Ellie had always been the last person in the house to go to bed. It was a hangover from the crash of the economy and resultant chaos of the late '20's. Even after the imposition of martial law, roving bands of armed and desperate refugees would kill a man for his lunch pail. When her husband and father would leave to work on the farm at night, Ellie would connect through her port implant to her computer to monitor their activities until their safe return in the morning. She was chatting with her husband Tom when he was killed so had experienced his death from his perspective. She was glad to know how surprisingly little pain he had experienced.

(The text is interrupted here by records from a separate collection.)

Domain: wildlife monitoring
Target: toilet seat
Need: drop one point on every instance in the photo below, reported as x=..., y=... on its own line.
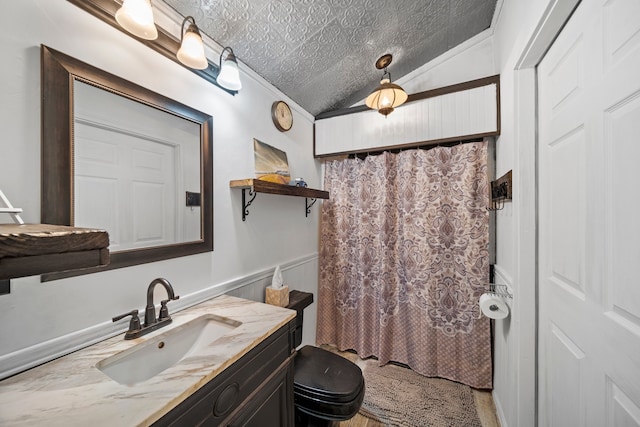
x=327, y=385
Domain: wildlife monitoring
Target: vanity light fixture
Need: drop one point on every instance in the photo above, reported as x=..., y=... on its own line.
x=387, y=96
x=229, y=77
x=136, y=17
x=191, y=52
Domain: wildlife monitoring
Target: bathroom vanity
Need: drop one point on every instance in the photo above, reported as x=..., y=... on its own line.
x=244, y=377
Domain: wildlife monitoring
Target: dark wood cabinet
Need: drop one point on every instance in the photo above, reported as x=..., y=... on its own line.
x=257, y=390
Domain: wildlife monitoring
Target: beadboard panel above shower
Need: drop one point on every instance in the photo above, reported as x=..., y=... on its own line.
x=455, y=113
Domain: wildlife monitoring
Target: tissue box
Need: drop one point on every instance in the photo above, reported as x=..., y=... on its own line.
x=279, y=297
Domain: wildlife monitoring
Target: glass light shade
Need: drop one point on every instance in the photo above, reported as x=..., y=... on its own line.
x=191, y=52
x=136, y=17
x=229, y=77
x=386, y=97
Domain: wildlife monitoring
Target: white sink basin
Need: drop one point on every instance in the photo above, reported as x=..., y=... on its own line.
x=147, y=359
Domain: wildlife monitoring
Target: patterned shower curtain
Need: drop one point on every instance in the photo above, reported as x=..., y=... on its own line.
x=404, y=259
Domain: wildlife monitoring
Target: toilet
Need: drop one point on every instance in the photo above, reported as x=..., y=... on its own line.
x=327, y=388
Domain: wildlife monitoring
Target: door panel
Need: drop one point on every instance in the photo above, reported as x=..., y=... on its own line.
x=589, y=250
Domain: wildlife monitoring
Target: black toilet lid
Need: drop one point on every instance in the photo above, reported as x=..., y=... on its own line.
x=324, y=375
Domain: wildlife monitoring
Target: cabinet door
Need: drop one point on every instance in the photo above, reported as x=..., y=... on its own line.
x=271, y=405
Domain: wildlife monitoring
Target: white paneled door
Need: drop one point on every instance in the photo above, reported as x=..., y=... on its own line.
x=589, y=219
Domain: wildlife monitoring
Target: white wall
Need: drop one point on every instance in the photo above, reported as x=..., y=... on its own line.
x=41, y=320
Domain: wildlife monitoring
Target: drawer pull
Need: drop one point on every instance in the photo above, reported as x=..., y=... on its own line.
x=227, y=399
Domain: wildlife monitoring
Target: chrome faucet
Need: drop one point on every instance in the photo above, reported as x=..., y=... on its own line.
x=150, y=321
x=150, y=310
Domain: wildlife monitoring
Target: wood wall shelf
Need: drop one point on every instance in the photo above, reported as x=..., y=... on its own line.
x=30, y=249
x=255, y=186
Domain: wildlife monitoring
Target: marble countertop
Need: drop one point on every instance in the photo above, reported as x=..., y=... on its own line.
x=72, y=391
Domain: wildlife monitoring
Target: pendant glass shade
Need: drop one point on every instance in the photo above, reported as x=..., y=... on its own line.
x=386, y=97
x=191, y=52
x=136, y=17
x=229, y=77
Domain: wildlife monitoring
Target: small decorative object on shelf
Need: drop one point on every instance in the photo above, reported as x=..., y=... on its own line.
x=255, y=186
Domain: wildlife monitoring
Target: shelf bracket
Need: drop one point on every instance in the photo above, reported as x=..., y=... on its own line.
x=308, y=205
x=245, y=204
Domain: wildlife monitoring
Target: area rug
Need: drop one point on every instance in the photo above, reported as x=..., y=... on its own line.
x=397, y=396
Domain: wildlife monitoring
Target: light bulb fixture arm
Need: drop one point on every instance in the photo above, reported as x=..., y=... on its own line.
x=231, y=54
x=192, y=27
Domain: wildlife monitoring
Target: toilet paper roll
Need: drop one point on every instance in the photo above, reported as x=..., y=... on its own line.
x=493, y=307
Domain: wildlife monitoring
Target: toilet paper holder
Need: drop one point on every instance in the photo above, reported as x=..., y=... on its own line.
x=500, y=290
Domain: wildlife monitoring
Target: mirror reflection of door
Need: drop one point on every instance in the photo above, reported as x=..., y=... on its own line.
x=128, y=170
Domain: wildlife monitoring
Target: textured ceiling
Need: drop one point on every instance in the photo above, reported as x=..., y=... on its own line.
x=322, y=53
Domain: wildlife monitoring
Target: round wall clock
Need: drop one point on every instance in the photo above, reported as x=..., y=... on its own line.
x=281, y=115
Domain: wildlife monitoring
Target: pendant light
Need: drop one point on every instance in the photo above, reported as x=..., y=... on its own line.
x=191, y=52
x=387, y=95
x=136, y=17
x=229, y=77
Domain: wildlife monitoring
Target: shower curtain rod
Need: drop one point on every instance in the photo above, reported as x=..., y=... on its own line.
x=426, y=146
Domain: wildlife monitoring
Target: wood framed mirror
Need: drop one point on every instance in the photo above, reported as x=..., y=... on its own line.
x=125, y=159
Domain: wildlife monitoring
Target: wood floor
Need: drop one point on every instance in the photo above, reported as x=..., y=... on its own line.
x=484, y=406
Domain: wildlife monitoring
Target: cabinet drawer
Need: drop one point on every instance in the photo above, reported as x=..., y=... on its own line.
x=226, y=392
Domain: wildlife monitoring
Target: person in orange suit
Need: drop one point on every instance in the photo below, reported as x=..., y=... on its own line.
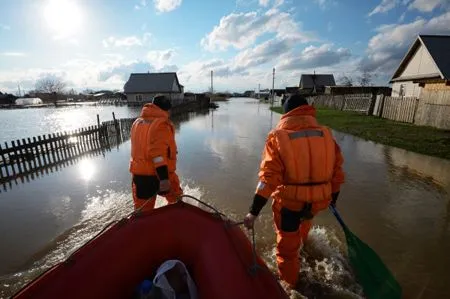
x=301, y=170
x=154, y=156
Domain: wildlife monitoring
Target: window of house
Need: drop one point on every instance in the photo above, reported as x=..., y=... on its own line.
x=401, y=91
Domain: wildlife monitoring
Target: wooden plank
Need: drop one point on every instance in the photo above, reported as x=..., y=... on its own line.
x=31, y=153
x=11, y=163
x=16, y=158
x=52, y=148
x=73, y=145
x=78, y=138
x=43, y=151
x=38, y=153
x=62, y=141
x=5, y=164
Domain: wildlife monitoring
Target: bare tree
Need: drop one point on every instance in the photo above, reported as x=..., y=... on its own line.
x=50, y=84
x=345, y=80
x=365, y=79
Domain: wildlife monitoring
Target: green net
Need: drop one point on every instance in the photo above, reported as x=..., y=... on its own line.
x=375, y=278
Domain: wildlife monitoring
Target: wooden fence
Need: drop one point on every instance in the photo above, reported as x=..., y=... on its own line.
x=401, y=109
x=27, y=157
x=350, y=102
x=431, y=109
x=434, y=109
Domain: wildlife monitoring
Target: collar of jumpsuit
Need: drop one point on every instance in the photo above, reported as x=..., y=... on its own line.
x=301, y=117
x=151, y=110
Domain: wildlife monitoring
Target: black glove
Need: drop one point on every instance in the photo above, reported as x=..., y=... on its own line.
x=334, y=197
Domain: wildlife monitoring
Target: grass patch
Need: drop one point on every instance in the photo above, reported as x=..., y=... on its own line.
x=424, y=140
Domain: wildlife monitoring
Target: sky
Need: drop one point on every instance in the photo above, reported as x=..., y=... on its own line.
x=96, y=44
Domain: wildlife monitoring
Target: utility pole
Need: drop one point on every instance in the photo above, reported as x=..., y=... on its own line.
x=273, y=86
x=212, y=86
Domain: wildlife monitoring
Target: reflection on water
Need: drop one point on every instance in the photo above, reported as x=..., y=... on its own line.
x=86, y=169
x=394, y=200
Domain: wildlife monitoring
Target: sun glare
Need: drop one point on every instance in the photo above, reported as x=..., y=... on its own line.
x=64, y=17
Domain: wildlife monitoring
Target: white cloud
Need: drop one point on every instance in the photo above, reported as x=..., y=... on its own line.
x=324, y=4
x=263, y=53
x=384, y=6
x=240, y=30
x=161, y=58
x=18, y=54
x=4, y=27
x=109, y=73
x=389, y=45
x=166, y=5
x=427, y=5
x=142, y=3
x=314, y=57
x=127, y=42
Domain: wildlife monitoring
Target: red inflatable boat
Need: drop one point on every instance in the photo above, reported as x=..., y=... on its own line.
x=217, y=254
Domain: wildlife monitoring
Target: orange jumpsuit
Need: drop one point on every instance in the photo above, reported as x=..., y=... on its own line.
x=153, y=147
x=301, y=166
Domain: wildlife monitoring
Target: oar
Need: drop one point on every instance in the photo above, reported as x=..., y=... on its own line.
x=371, y=273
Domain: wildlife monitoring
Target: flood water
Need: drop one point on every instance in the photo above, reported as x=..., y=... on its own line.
x=398, y=202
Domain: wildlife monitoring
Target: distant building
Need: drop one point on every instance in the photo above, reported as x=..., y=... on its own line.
x=142, y=87
x=425, y=65
x=343, y=90
x=28, y=101
x=249, y=94
x=315, y=83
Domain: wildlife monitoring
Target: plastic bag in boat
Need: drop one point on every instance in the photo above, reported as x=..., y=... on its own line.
x=174, y=281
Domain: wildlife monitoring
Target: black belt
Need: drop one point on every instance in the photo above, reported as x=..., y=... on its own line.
x=306, y=184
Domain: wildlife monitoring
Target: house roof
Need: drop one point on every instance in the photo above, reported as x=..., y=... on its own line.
x=311, y=80
x=151, y=83
x=439, y=48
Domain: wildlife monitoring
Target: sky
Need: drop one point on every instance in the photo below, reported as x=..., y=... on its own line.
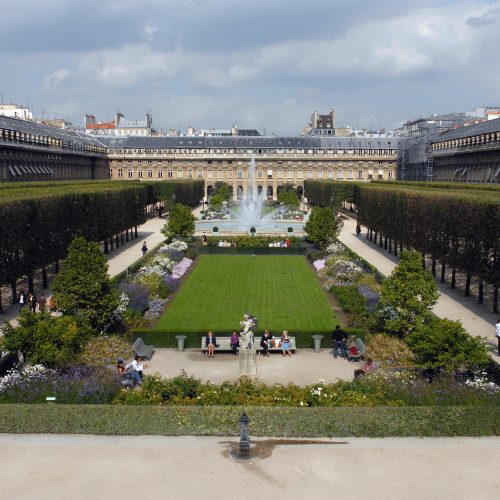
x=265, y=64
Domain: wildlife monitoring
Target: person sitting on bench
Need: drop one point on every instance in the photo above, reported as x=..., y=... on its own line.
x=135, y=369
x=234, y=342
x=210, y=344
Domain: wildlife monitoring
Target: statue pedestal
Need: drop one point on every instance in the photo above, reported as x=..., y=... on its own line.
x=248, y=363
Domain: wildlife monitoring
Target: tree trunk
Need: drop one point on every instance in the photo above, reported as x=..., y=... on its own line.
x=467, y=286
x=480, y=294
x=14, y=291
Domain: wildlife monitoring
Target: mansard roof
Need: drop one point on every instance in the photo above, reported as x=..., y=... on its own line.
x=137, y=142
x=471, y=130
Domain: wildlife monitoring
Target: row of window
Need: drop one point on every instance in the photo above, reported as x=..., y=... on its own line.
x=365, y=152
x=260, y=175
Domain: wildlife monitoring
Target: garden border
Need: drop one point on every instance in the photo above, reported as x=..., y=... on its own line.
x=223, y=420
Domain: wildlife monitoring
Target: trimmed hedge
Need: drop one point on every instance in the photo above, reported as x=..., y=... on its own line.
x=303, y=340
x=223, y=421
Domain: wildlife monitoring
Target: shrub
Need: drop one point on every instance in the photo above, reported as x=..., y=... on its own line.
x=354, y=305
x=78, y=384
x=47, y=340
x=445, y=344
x=137, y=294
x=389, y=351
x=105, y=351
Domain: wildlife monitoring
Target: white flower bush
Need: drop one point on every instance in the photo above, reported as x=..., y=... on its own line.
x=335, y=248
x=25, y=377
x=319, y=264
x=181, y=268
x=174, y=246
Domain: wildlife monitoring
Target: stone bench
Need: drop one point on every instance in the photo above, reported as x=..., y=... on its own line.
x=143, y=350
x=224, y=344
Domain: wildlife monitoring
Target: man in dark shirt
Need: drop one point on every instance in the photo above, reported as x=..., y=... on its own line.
x=339, y=338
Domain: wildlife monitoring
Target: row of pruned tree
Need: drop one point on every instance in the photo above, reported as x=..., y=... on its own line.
x=458, y=228
x=37, y=225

Tom had always been the first to rise in the evening. In the years since Tom's death, Ellie still stayed up until the last person in her house was safely home. This morning was no exception and she admonished her youngest grandchild, Josiah of the dangers of coming in so late.
"Jo, the sun has been up for almost an hour now and here you are out and about with nothing but that little parasol. You young ones just don't understand what kind of a risk you're taking staying out so late. Getting caught in that sun just 15 minutes today could kill you five years from now."
Jo wanted to stay to listen to more of his grandmother's stories, but Ellie was tired. She sent Jo to bed with the promise that she would continue in the evening when he got up.
Ellie moved into her abode when she was a girl, and had lived there for 80 some years. It was a motor home that had belonged to her grandmother at the turn of the century when such vehicles were still in use. She called it Rosinante after Don Quijote's horse even though it had not moved or seen gasoline since Luke parked it by the powerhouse in 2008. Her Grandmother had given it the name back when she had traveled on the highways with it. First Luke, then Tom, then Jake and now Josiah had managed to keep the refrigerator, air-conditioning and heating systems going on the hydrogen gas that they made with the generator and sold for fuel.
The drought in the Northwest and the rain forests caused by global warming resulted in massive forest fires. What had been a noticeable increase in death by respiratory disease in old folks and infants at the turn of the century became epidemic by the end of the decade. Her parents had been able to control Ellie's frequent bouts of asthma by keeping the house well air-conditioned. That became impossible as FERC shut down fossil burning power plants in the Midwest and rationed electricity use to just a few hours a day. At the time, FERC, under directive initiated by the Bush administration, was franticly trying to expedite the construction of nuclear power plants. That effort ceased abruptly with the terrorist computer attack and resultant simultaneous meltdown of seven nuclear power plants in 2009. Terrorists simply hacked into the site computers and shut off the cooling water while giving erroneous readings to operators and alarm systems.